Korea’s CDS premium has not changed much since early this month, with foreign institutional investors continuing to invest in domestic bonds.
Market analysts attributed the country’s decoupling to its sound economic fundamentals on the back of a current account surplus.
Economies such as China, Taiwan and Russia, which also have current account surpluses, were also little affected by the currency woes, which could potentially erupt in India and Indonesia on a scale reminiscing the Asian financial crisis in the late 1990s.
However, analysts said it was too early to conclude that Korea would be safe from these external negative factors given that its exports to Southeast Asian countries increased over the years.

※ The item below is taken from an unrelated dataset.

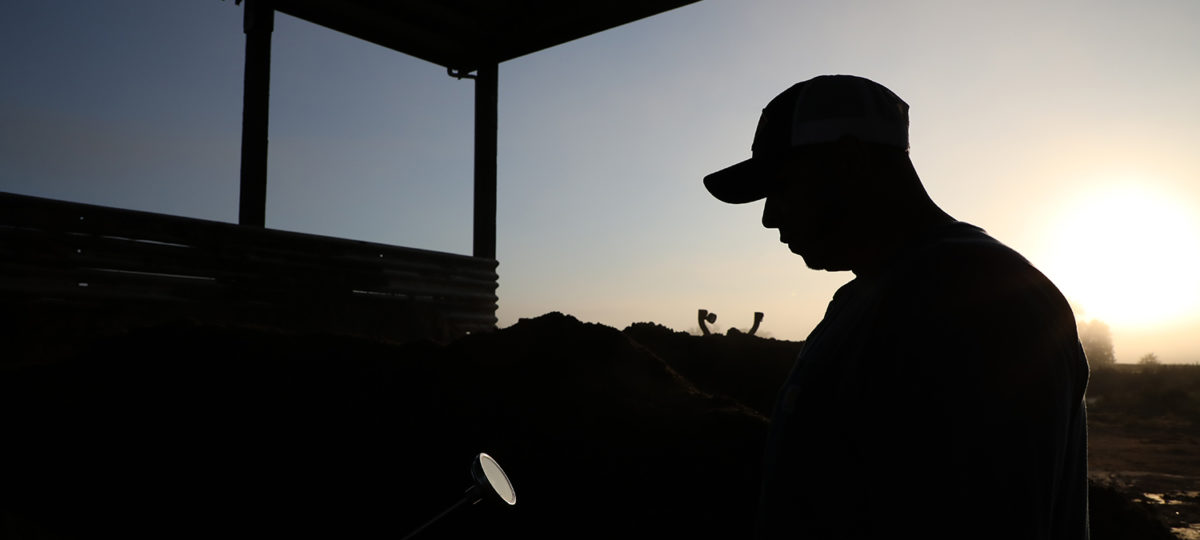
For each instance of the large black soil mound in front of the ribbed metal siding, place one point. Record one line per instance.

Although Korea’s financial markets will not see as much volatility as those of emerging economies with relatively weaker fundamentals, the expected tapering of the U.S. quantitative easing will increase capital outflow in the country.
It all comes down to next month when the U.S. Federal Open Market Committee holds a meeting and is expected to discuss further details of its bond-purchasing scheme, said Choi Kwang-hyeok, an analyst at E-Trade Securities.
As far as the markets know, the Fed could begin scaling back its quantitative easing possibly in September as its minutes showed that “almost all” FOMC members generally agreed that it may be time to begin slowing down its $85 billion monthly bond purchase.
“Almost all participants confirmed that they were broadly comfortable” with tapering later this year, according to the FOMC minutes.
Choi of E-Trade projected that capital-flow volatility could further increase especially during and after the FOMC meeting on Sept. 17-18.
“It is too early to say that all the risks associated with the U.S. tapering have been reflected on the markets,” he said.
Korean monetary policymakers and regulators have been keen on watching and forecasting the U.S.’ next move in its monetary policy as a means to preemptively buffer against any side effects such as rise in market interest rates from the Fed’s stimulus exit.
Although some FOMC members said that it should still be “patient before deciding on any changes to the pace of asset purchases,” various economic indices pointed to the world’s largest economy recovering later this year, leading many analysts to believe that tapering will start in the near future.